Attempts to discuss these decisions, to weigh up the evidence, to provide context, or to listen to the other side, have often ended with someone in charge declaring that “now is not the time”, that “we are in wartime”, and that “decisive action must be taken’. 

Of course, there is a war going on. Ethically and pragmatically, solidarity with the Ukrainians is the only correct stance. Of course, it is precisely by portraying the Second World War as Russia’s unrecognised triumph that the Putin regime justifies its aggression. Countering the propaganda of a foreign state is undoubtedly necessary, and inciting violence has no place in a free society.

However, even under martial law, it needs to be asked under what conditions the fundamental values of liberal democracy might be sacrificed. In the same way, one must consider whether these sacrifices will have the desired effect or if they are simply a cosmetic win.

And let us remember that we ourselves are not at war.

If we start to regard unpleasant opinions as dangerous because we fear Russia, then we have probably been looking into the abyss a little too long

There have been two main casualties, sacrificed on the altar of security in recent months: the Russian-speaking minority’s status as a community essentially equal with Estonians, and the democratic, bottom-up, culture of memory. It is true that when the state government removed a Soviet tank monument from the Russophone city of Narva, there were more consultations with locals than when the Bronze Soldier was dismantled and relocated from Tallinn fifteen years ago.
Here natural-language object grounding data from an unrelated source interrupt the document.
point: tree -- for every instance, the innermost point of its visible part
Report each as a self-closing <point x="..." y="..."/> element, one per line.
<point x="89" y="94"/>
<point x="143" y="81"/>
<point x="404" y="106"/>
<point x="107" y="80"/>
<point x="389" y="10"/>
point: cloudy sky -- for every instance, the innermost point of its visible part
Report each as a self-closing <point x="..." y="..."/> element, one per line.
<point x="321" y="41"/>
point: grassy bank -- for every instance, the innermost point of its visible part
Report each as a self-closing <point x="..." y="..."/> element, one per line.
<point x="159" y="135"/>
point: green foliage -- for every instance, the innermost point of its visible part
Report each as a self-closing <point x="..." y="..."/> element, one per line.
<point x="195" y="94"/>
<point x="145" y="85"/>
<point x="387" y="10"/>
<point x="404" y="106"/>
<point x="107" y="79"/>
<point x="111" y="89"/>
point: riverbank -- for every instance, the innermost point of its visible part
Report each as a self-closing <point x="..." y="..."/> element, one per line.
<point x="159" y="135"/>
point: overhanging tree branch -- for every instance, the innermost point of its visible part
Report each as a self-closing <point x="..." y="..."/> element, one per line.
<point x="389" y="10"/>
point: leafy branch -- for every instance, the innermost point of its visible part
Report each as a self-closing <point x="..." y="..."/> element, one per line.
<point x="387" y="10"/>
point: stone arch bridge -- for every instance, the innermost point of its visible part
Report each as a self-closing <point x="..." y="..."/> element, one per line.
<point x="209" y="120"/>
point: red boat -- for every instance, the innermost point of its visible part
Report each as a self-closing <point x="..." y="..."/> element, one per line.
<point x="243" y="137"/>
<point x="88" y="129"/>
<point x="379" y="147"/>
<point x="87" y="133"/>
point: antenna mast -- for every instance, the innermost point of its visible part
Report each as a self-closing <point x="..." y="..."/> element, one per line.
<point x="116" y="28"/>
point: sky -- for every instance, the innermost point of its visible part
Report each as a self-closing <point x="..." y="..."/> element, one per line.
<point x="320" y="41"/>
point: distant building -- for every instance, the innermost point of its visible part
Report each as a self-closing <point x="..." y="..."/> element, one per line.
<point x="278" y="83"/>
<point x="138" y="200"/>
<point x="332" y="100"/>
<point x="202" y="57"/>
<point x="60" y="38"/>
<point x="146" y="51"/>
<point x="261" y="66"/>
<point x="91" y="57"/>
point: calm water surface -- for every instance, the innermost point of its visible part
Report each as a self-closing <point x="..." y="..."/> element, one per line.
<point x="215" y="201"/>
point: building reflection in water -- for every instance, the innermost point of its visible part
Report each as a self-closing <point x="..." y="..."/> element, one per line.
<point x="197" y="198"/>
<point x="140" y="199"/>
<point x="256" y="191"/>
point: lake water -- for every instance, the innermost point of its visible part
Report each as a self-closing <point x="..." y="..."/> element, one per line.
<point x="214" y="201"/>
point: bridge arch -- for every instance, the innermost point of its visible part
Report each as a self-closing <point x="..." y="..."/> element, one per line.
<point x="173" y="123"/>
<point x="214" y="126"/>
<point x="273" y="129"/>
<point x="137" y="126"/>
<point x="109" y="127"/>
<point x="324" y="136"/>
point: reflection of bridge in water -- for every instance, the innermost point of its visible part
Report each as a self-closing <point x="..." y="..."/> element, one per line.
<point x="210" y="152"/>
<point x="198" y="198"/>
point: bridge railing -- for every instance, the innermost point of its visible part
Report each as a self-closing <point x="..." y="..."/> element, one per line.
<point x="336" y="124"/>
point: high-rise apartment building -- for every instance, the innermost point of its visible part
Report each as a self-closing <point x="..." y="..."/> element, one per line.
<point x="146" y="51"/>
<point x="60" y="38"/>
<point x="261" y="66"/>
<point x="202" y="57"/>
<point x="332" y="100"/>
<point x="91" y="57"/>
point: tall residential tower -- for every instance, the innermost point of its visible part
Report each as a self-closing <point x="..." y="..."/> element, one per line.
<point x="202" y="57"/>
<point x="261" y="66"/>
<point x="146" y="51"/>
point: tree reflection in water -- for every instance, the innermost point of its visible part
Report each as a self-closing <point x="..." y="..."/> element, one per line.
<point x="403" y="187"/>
Yet, in essence, these consultations were essentially cosmetic, the last act of the show was predetermined from the start. In the end, the national government simply argued that the Narva municipality was taking too long to discuss the matter, that the solution was clearly obvious, and there was no more time for debate.

The tank was dismantled and taken to a war museum two hundred kilometers to the west. The government's arguments rested on security concerns on the one hand (provocations could be organised nearby the tank), and on time pressure on the other hand, as the symbolically important 20 August, the day of the restoration of Estonian independence, was approaching.

The top politicians of the ruling parties are calling for permanent residents of Estonia who hold Russian citizenship to be deprived of the right to vote at local level – i.e. for more than 80,000 Estonian residents to be left unrepresented. A visa ban for Russian citizens at the European level is somewhat more justifiable, but would nevertheless require a much more thorough debate than the current rhetoric, limited to “but we are at war”.

In each of these examples, an entire group of people is treated as a security threat, regardless of their actual views or actions. Repeatedly, the reason given for this kind of group discrimination is a lack of resources – ”we do not have the means to evaluate the loyalty of every single individual”. The reader may wonder how happy he would be to be thrown in a solitary-confinement cell to sober up simply because he is a man (and therefore more likely to be a drunk-driver), and because there are no resources for more thorough checks. Collective punishment is a vestige of the nineteenth century, and should remain there.

It turns out that in Estonia you can be a Conservative, a Liberal or a Socialist – as long as you screw the Russians, you always win

At the same time, the range of issues that are now considered threats to national security have widened alarmingly. We may not agree with some people's views on history or urban planning, but these views must remain open to debate. In a situation in which serious newspapers publish articles headlined “We do not need to consider the feelings of Russians” and “We are fed up with paid trolls”, there can be no meaningful debate (Eesti Ekspress has been a happy exception). If we start to regard unpleasant opinions as dangerous because we fear Russia, then we have probably been looking into the abyss a little too long.

In the absence of debate, it is also more difficult to assess whether the restrictions imposed in the name of security are actually working. I cannot see why publicly mocking the feelings of Russian-Estonians would help integration or ease tensions in any way. One dissident organisation in Russia planned to move a part of its activities to Estonia, but abandoned the project when it heard about the visa-ban plans. And, as a good friend suggested, instead of dragging dusty statues around, the money could simply be donated to Ukraine – the benefits would be much greater.

On the other hand, nationalist defensive democracy is a political winner. Even the Social Democrats have seen their poll scores rise thanks to the hard-line rhetoric of their interior minister. It turns out that in Estonia you can be a Conservative, a Liberal or a Socialist – as long as you screw the Russians, you always win.